The hijacking came barely two weeks after MT Stolt Valor, which was seized on September 15 along with an 18-member crew, was released by the pirates.
The fate of another seven Indians on board the Hong Kong-registered Delight, captured by the pirates last week, remained unclear. Besides having 25 Indians aboard, the Liberian-registered cargo ship MT Biscaglia had three Bangladeshis, two Britons and an Irish national among the crew, Directorate General of Shipping in Mumbai said.
The vessel, which was sailing between Indonesia and Europe, was seized in the Gulf of Aden and now headed for an unknown destination after the armed hijackers took control of it. Its last port of call was Dumai in Indonesia.

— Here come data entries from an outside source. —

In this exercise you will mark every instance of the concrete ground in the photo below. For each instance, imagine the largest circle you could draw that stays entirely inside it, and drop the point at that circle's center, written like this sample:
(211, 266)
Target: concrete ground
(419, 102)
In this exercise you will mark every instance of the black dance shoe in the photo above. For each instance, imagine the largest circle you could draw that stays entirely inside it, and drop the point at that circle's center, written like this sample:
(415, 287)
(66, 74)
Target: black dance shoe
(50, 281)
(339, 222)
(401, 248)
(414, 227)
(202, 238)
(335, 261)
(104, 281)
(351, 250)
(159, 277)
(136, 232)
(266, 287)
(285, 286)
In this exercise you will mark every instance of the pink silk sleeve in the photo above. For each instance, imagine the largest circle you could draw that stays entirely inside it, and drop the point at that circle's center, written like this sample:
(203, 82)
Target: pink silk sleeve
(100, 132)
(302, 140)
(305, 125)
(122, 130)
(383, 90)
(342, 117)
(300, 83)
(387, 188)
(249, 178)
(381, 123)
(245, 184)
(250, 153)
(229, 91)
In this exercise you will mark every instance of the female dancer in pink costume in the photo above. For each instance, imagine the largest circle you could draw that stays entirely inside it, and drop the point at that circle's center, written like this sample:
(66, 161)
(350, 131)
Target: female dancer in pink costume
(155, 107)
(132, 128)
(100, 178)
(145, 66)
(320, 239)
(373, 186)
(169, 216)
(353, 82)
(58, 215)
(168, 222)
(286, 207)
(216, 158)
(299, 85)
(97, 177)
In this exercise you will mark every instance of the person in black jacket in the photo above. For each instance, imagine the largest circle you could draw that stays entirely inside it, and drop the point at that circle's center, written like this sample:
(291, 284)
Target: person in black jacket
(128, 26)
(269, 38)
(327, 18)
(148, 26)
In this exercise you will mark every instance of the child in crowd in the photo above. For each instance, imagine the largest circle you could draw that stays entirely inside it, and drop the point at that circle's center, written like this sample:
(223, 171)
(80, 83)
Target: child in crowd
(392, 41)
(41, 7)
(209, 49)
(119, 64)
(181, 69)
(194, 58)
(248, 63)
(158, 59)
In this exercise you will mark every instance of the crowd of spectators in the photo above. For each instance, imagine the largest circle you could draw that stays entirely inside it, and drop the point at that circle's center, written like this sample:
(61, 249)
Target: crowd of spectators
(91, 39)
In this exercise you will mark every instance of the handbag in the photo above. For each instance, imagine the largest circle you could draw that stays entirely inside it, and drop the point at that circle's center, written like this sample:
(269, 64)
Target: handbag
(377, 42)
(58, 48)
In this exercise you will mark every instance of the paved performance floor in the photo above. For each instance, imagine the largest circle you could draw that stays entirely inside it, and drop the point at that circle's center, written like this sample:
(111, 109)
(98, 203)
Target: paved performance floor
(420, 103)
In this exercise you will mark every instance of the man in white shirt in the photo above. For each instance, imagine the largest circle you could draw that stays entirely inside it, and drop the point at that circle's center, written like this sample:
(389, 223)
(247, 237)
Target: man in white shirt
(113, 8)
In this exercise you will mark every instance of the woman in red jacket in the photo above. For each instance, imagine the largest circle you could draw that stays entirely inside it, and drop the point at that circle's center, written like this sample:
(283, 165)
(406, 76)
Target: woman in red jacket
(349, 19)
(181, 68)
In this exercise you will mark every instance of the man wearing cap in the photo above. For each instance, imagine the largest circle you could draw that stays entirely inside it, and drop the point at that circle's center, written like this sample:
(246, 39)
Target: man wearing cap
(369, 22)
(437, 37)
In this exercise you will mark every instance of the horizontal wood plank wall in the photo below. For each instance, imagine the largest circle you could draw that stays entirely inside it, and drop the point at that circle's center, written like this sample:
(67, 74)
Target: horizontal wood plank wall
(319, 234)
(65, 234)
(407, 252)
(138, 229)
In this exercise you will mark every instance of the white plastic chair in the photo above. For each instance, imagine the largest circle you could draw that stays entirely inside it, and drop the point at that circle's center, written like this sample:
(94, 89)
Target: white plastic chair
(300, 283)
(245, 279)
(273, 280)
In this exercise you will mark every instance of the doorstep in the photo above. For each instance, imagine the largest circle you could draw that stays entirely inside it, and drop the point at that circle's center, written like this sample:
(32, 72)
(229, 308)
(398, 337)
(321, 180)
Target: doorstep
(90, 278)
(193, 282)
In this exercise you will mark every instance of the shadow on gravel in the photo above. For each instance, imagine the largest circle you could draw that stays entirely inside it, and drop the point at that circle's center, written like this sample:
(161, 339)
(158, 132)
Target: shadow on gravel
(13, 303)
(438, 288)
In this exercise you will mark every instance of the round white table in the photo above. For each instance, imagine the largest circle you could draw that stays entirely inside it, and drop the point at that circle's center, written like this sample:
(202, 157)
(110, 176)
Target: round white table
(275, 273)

Immediately on receipt of the report of the hijacking, Indian Navy, Coast Guard and International Maritime Board piracy reporting centre have been informed for assistance, the DG Shipping said in a statement. The piracy reporting centre in Kuala Lumpur has responded and contacted the coalition forces which have sent out two helicopters.
The ship, on way to Europe via Suez Canal, was hijacked at around 07.00 hours, the statement said, adding an Indian naval vessel in the Gulf of Aden was refuelling as scheduled at the time of hijacking of the cargo vessel.
The Indian Navy has deployed a warship to provide security to the vessels in the pirate-infested Gulf of Aden. India has also planned to send up to four naval ships there.
Greek ship released
Meanwhile, Somali pirates have released a Greek ship, which they hijacked in September in the waters off the restive Horn of Africa region. MV Centauri with a crew of 26 Filipinos, which was due to discharge 17,000 tonnes of bulk salt at the Kenya port of Mombasa, was freed yesterday. The ship is now on its way to Mombasa.
Somali pirates have caused mayhem this year in the Gulf of Aden, one of the world's busiest shipping lanes.
The hijacked ships included a Saudi Arabian supertanker loaded with $100 million worth of oil, the biggest hijacking in history. The tanker, the Sirius Star, belongs to Saudi Arabia’s state-owned Vela International and is carrying 2 million barrels of oil.